Recuerdo que hace un par de años escribí un post para despedir 2012, creo que incluso me atreví a hacerlo en verso. Tampoco se me olvida la despedida del año pasado, en la que volvía a escribir como lo estoy haciendo ahora. Pocas cosas más de las que ya dije en su momento puedo decir, y sin embargo aún me falta por decirlo todo.
¿Cómo describir este año? Increíble, asombroso. No pienso perder el tiempo en hablar de objetivos o propósitos sin cumplir o por cumplir, igual me da. Solo sé que este año ha sido increíble. Te das cuenta de que has sabido elegir la gente de la que te rodeas y no puedes más que reír (porque una sonrisa no es suficiente para estos casos).
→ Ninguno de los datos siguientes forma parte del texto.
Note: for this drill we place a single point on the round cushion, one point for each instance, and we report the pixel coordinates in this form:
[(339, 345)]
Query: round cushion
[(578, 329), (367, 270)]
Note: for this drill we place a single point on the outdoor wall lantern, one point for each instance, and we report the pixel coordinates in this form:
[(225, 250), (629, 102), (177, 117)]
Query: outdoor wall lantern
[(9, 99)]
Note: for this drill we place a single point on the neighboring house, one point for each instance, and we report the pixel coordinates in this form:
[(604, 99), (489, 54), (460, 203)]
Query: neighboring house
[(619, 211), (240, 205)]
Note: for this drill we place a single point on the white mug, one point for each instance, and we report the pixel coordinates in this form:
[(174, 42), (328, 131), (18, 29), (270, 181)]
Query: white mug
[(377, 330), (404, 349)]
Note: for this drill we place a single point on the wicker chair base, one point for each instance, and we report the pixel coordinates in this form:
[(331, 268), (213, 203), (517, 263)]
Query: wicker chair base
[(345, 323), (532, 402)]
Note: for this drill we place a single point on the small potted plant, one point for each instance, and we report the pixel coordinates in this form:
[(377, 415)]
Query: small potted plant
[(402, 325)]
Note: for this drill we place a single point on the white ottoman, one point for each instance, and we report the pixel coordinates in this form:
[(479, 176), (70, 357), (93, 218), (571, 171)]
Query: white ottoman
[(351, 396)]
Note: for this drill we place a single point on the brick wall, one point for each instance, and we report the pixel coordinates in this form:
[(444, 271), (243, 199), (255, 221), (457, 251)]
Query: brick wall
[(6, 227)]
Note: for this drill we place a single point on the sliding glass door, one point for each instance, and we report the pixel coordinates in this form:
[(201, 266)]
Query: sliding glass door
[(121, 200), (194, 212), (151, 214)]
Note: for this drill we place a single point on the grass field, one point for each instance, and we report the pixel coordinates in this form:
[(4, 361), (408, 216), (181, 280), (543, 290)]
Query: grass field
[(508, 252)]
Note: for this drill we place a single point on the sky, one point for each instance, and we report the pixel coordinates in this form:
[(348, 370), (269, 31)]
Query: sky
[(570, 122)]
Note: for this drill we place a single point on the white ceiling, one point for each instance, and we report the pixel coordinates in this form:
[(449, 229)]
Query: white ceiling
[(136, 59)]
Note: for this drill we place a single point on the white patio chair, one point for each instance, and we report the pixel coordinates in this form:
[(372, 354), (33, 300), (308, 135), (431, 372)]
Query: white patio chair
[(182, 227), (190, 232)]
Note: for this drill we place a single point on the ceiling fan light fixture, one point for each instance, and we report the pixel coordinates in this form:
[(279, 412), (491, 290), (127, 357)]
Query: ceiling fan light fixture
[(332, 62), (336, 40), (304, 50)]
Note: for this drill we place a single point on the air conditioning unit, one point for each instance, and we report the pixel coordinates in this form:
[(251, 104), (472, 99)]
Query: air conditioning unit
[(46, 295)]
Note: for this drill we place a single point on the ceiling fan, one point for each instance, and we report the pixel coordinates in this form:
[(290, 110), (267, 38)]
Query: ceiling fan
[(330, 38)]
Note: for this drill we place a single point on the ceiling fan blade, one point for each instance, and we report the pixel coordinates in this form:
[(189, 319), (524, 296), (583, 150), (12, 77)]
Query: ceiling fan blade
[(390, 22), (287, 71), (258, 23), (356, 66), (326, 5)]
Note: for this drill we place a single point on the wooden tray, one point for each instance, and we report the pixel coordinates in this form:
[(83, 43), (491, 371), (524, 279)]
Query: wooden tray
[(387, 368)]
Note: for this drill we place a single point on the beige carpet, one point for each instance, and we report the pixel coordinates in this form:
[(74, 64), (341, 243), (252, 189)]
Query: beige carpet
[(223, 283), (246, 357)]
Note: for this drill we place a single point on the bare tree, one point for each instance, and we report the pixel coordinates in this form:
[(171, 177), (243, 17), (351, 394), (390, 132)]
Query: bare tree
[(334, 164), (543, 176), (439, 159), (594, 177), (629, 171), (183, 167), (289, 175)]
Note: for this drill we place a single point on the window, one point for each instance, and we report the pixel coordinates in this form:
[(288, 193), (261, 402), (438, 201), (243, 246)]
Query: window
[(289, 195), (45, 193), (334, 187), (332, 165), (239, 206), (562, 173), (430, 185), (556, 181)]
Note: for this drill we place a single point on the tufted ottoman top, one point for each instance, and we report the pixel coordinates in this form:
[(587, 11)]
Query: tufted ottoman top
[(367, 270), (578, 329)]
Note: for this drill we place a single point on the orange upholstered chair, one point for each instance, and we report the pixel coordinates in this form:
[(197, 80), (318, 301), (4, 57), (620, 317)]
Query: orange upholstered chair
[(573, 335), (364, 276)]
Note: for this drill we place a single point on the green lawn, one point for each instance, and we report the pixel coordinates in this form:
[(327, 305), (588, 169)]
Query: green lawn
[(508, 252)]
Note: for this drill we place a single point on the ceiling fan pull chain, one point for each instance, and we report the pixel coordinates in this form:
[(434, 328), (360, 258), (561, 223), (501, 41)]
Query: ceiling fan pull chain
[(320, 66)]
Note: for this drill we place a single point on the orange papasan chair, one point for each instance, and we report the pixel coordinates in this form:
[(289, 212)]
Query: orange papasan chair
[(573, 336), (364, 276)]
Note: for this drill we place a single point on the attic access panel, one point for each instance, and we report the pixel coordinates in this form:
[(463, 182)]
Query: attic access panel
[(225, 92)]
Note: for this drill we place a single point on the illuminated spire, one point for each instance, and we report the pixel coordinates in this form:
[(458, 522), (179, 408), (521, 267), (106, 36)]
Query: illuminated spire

También has tenido la oportunidad de saber que gente que tenías muy cerca también es una pasada, quieres que formen parte de ese círculo, círculo que parece muy reducido en ocasiones, pero si sabes mirar bien está lleno de pequeños grandes diamantes.
Eso es lo que más valoro de este año, con eso me quedo. Nada de mi persona, ni de haber mejorado, sino de haber aprendido a mirar, de haberme atrevido a mirar a mi alrededor y participar en él. No sería nadie sin los demás y cada vez estoy más convencido, cada vez quiero ser más de los demás y menos de mí porque es lo que me hace realmente feliz.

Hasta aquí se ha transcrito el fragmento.